'Falha está na distribuição de vagas'
Londrina - Formado em história pela Universidade Estadual de Londrina (UEL), Gilberto da Silva Guizelin foi um dos primeiros alunos a ingressar na instituição por meio do sistema de cotas para afrodescendentes. ''No início achei que pudesse enfrentar algumas dificuldades por ser cotista, mas não foi o que aconteceu. Tudo foi melhor do que eu esperava'', afirmou.
Hoje ele faz mestrado em História Social na própria UEL. Segundo ele, o sistema tem uma falha importante, que é a distribuição das vagas entre os cursos. ''A grande maioria dos cotistas é da área de humanas e frequenta os menos concorridos. Por que não encontramos cotistas nas salas de direito e medicina?'', questionou.

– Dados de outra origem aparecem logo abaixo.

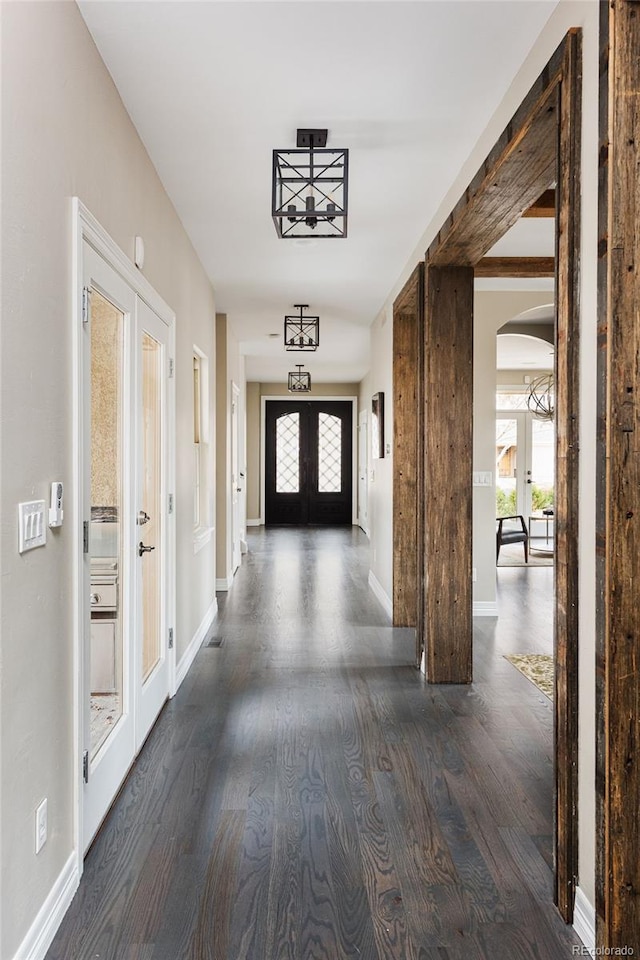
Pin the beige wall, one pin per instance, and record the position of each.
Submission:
(380, 486)
(66, 133)
(568, 14)
(253, 452)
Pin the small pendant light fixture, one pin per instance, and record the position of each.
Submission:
(309, 188)
(299, 382)
(540, 400)
(301, 333)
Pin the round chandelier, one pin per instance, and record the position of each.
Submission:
(541, 398)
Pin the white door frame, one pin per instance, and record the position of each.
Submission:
(86, 228)
(354, 447)
(235, 531)
(363, 470)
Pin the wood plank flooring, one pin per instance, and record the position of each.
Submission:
(307, 796)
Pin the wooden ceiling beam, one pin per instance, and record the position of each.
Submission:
(526, 268)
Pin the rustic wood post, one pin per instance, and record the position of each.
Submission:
(448, 452)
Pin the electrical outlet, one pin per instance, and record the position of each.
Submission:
(41, 825)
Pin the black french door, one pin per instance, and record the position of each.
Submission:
(308, 474)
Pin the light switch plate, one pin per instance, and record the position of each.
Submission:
(482, 478)
(32, 529)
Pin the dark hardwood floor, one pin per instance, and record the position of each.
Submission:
(307, 796)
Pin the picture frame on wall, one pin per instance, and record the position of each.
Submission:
(377, 426)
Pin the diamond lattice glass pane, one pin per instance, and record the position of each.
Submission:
(329, 454)
(288, 453)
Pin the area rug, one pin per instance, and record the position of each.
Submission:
(512, 555)
(536, 667)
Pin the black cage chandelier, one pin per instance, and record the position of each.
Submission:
(309, 190)
(301, 333)
(300, 381)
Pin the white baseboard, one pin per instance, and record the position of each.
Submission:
(380, 593)
(584, 921)
(44, 927)
(190, 653)
(485, 608)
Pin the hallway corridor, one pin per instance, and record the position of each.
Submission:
(307, 796)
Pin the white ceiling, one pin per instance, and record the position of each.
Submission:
(517, 351)
(214, 86)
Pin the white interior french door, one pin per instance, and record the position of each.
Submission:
(524, 460)
(150, 553)
(107, 569)
(124, 572)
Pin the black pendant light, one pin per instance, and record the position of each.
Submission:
(301, 333)
(300, 381)
(309, 188)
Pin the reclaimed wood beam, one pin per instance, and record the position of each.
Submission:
(545, 206)
(448, 489)
(618, 494)
(408, 333)
(526, 268)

Na opinião de Gilberto, o sistema de cotas é uma forma de escancarar o preconceito contra os negros no Brasil. ''A sociedade brasileira é racista e consevadora. Após a implantação do sistema, os debates sobre a exclusão do negro começaram a acontecer. Foi uma maneira de dar visibilidade ao problema.''
Para Ana Paula Bastos André, que está no útimo ano de ciências sociais, o sistema de cotas também representou uma boa oportunidade. Ela foi aprovada por meio do sistema de cotas reservadas aos alunos de escolas públicas. ''Sempre estudei em escola pública e o ensino é realmente defasado. Ficamos em desvantagem'', enfatiza.(P.C.B.)